Anyway, Andy was hoping to get a new mass air sensor and fit it before we left, but it wasn't delivered in time on Monday, so I'll leave it until we get back. Fingers crossed that nothing goes wrong in France.
Bike stuff: Tom is thinking about writing a blog on motorcycle racing and I may contribute a regular column to that. It would be quite nice to be writing something to a deadline once more.
TV: we are not watching a great deal of TV. We're probably watching less now than when I was at work (well, no more). I have knocked off a couple of things that have been sitting on the Sky+ box for some time and last week, we spent all of Friday evening watching a series called Family Tree, which I'd recorded months ago. It was a mockumentary, the premise being that a man had been left a chest by his great aunt and it contained all kinds of family relics.
He got interested and that prompted him to find out about his family. So it was a comedy, along the lines of Best in Show, and starred Chris O'Dowd (an Irish comedian) and Nina Conti, who essentially played herself - a mixed-up woman walking round with a monkey puppet on her arm.
We watched eight half-hour episodes and it was really good, not hilarious, but with a nice steady story and some gentle humour. It had a sort of happy ending, but was clearly left at a stage where a second series would have been the obvious thing.
I was checking on the internet this morning to see if there was any news about Series Two and I found a story saying HBO had decided not to recommission it. What a shame.
Anton du Beke: On Saturday evening, we went to see the ballroom dancer Anton du Beke at the Barbican, London. Pauline and Chris came along too.
I’ve never really watched dance (except ballet, but never really close up) and it was staggering how light on their feet and athletic they were. When du Beke came on for his first piece, he seemed to skim the floor and even leaps and other moves which you’d think required a firm take-off or landing were accomplished without impact.
He did a lovely slow foxtrot, a lightning-fast quickstep and a great tango at a fast tempo to Mein Herr from Cabaret. I loved the way that the two dancers used the leverage of their partner’s body to gain momentum for a lift or fast twist. At the interval, I couldn’t believe the first half had gone so quickly.
Stamford: when Davina and Laura came to stay for Straw Bear, we went to Stamford on the Sunday and discovered a really nice cheese shop in St Mary Street called Stamford Cheese Cellar. Laura did her usual trick of breezing in and immediately becoming best friends with the lady behind the counter (Suzy) who was convinced she’d met Laura before.

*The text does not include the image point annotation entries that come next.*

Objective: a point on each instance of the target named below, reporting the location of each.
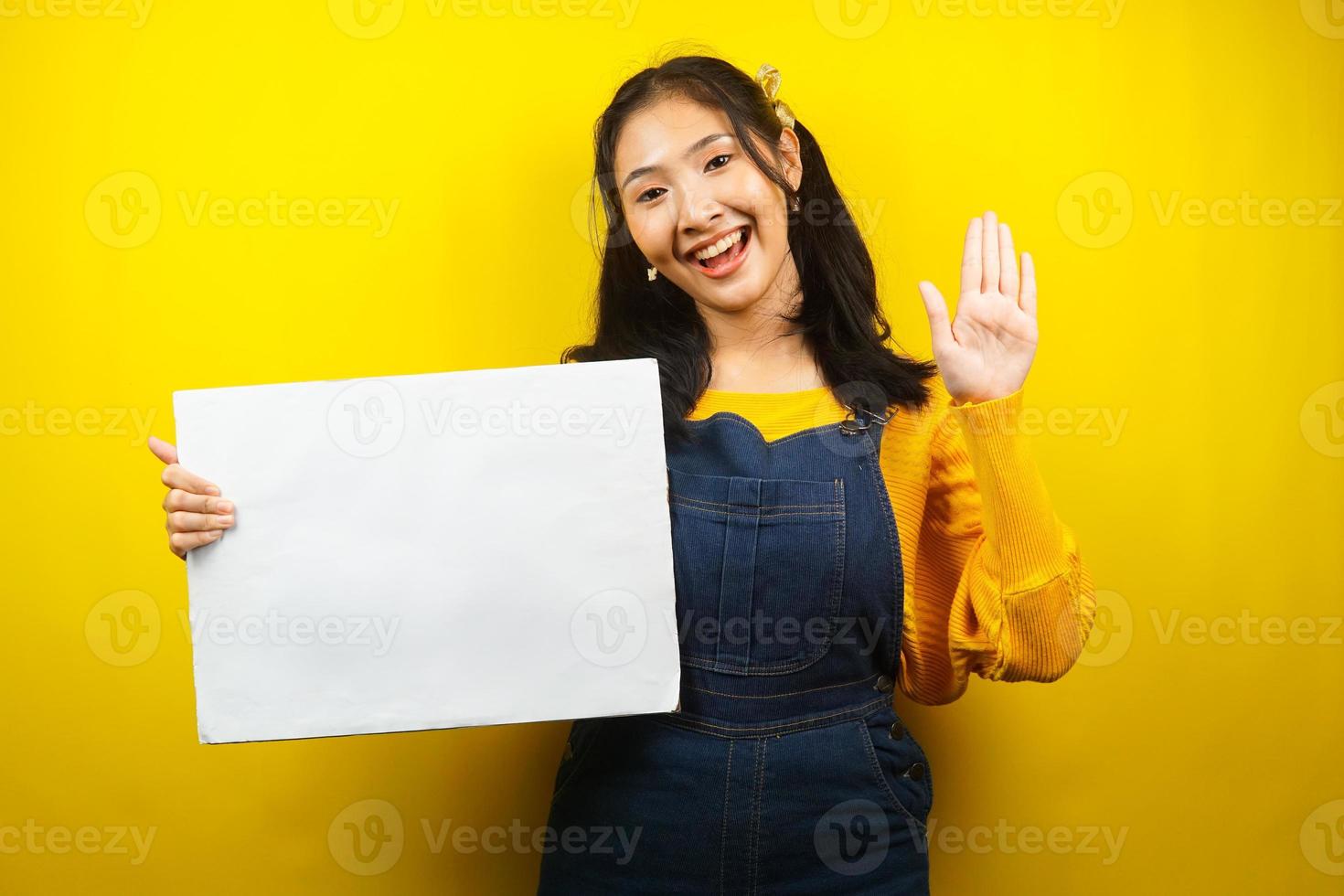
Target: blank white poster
(432, 551)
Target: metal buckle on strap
(851, 425)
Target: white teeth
(709, 251)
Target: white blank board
(432, 551)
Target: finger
(163, 450)
(991, 252)
(1029, 285)
(940, 328)
(177, 477)
(188, 521)
(1008, 260)
(187, 540)
(971, 257)
(183, 500)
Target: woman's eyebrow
(689, 151)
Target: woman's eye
(646, 197)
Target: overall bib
(786, 769)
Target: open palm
(986, 352)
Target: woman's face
(692, 186)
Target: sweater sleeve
(997, 571)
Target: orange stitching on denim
(755, 813)
(772, 696)
(689, 507)
(723, 841)
(763, 507)
(801, 723)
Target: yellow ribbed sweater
(994, 581)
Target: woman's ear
(791, 152)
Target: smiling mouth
(729, 255)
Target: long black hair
(839, 315)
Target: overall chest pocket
(758, 567)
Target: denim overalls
(786, 769)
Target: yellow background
(1214, 344)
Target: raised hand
(986, 352)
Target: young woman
(846, 520)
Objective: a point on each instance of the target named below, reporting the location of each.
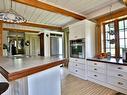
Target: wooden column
(98, 38)
(1, 42)
(41, 44)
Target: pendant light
(125, 2)
(11, 16)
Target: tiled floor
(72, 85)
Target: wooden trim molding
(38, 25)
(51, 8)
(20, 30)
(115, 15)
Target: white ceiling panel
(36, 15)
(81, 6)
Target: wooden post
(1, 42)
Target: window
(110, 38)
(115, 37)
(122, 34)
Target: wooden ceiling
(51, 8)
(53, 14)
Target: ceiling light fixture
(125, 2)
(11, 16)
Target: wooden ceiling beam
(51, 8)
(37, 25)
(20, 30)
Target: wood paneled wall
(1, 42)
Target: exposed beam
(20, 30)
(38, 25)
(114, 15)
(51, 8)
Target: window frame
(117, 39)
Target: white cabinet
(97, 70)
(77, 67)
(117, 75)
(77, 31)
(110, 75)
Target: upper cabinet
(79, 30)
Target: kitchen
(89, 41)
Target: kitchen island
(32, 75)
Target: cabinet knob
(95, 75)
(120, 75)
(120, 83)
(120, 68)
(95, 63)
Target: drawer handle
(95, 63)
(75, 36)
(120, 75)
(95, 75)
(120, 68)
(120, 83)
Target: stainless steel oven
(77, 48)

Anyway, we had decided to use the shop for cheese from time to time and we went along on Sunday to choose some to take to France. We bought Cote Hill Blue, Stichelton and Wodehill Blue. We also bought some Northamptonshire honey and a relish and a chutney from Castle Bytham just north of Stamford. Suzy is such a good salesman that she also got us to buy Peter’s Yard crispbread, baked to an old Swedish recipe in Scotland. This will all be enjoyed in the cheese capital of the world – France!